Currently we use choreography and event driven design to analyze our data (provided by clients).
The analysis code runs on lambda and is triggered by SNS and SQS messages when said data is uploaded to our storage (S3). Some of our lambdas are in Python, others in Typescript
Couple of challenges we run into:
When running this orchestration is ability to wait for N pieces of data before running the processing (fan in).
Observability: As our system grows, the ability to take into account the number of downstream processes the event could trigger downstream is a problem.
Replayable: We want to retry/replay workflows if they fail for some reason.
Versioning: Currently when we update the workflow we are affecting all in-flight messages. We want to have the choice for this so as to not affect currently running workflows.
Products we explored:
Camunda
AWS Step Functions
Apache Airflow (don’t like this as much since its python)
We were thinking of doing some exploratory work so I wanted to get some opinions on whether Temporal is a good choice for our problem. From the docs I’ve read Temporal seems to lean towards a more synchronous workflow execution which would be quite the lift for us to move all of our analytics to.
From the docs I’ve read Temporal seems to lean towards a more synchronous workflow execution which would be quite the lift for us to move all of our analytics to.
I think this is a wrong impression.
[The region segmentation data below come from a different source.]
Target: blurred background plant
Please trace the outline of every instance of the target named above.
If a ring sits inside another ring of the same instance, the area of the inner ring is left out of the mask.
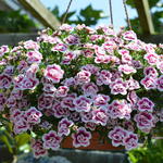
[[[127,0],[127,4],[135,9],[134,0]],[[163,33],[163,1],[162,0],[149,0],[150,12],[154,25],[154,29],[156,33]],[[133,29],[137,34],[142,34],[142,29],[140,26],[139,17],[135,16],[130,18],[130,23]]]
[[[21,10],[0,11],[0,33],[29,33],[37,24]]]
[[[163,163],[163,139],[151,139],[145,147],[128,152],[130,163]]]
[[[29,152],[30,137],[26,133],[14,136],[8,118],[0,118],[0,163],[16,163],[18,154]]]
[[[55,5],[51,12],[57,16],[57,18],[62,22],[65,12],[61,13],[58,5]],[[86,24],[87,26],[97,25],[99,20],[106,18],[108,16],[104,16],[102,10],[95,10],[91,4],[87,5],[85,9],[82,9],[79,11],[79,14],[76,15],[76,11],[72,11],[67,13],[66,16],[66,23],[72,25],[77,24]],[[75,17],[76,15],[76,17]],[[74,17],[74,18],[73,18]]]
Temporal is inherently asynchronous and is well suited for event driven use cases.
Temporal scales out with the number of workflow executions. A single workflow execution has limited throughput. Does your use case imply a large number of relatively low traffic entities?
What is you maximum rate of events per second per entity and aggregated across all entities?
Yeah I read it wrong thats my bad. It’s good to hear that we can run async workflows on Temporal.
In what ways do you mean that a single workflow has limited throughput?
To put an example for our case, we have Entity X, Y, and Z.
A single entity X relates to many Y entities. Similarly, a single entity (<5) Y relates to many (<5) Z entities. Z entities hold data that we receive from clients.
We then process data bottom-up the tree. So first process Z entities, then Y (aggregates Z data), then X (aggregates Y data).
We have to wait for Z analytics to complete before Y starts, and similarly with X analysis (hence the fan-in condition stated above).
Currently, we expect less than 1 event/second on an entity (this will probably change as we expand the workflow). We also process a small number (20-50) Y entities day so our workload isn’t big by any means.
Since we run async lambdas as analytics engines, is it recommended for a workflow’s activity to send a request to async lambdas and then have the workflow wait for a signal that the async process has finished? I’m trying to figure out a way how to integrate temporal not sure if this is a popular pattern used with Temporal already.
Yes, the activity for submit and signal to complete is a good pattern in this case. This allows retrying submit request in case of failures pretty fast and still wait as long as needed for the completion.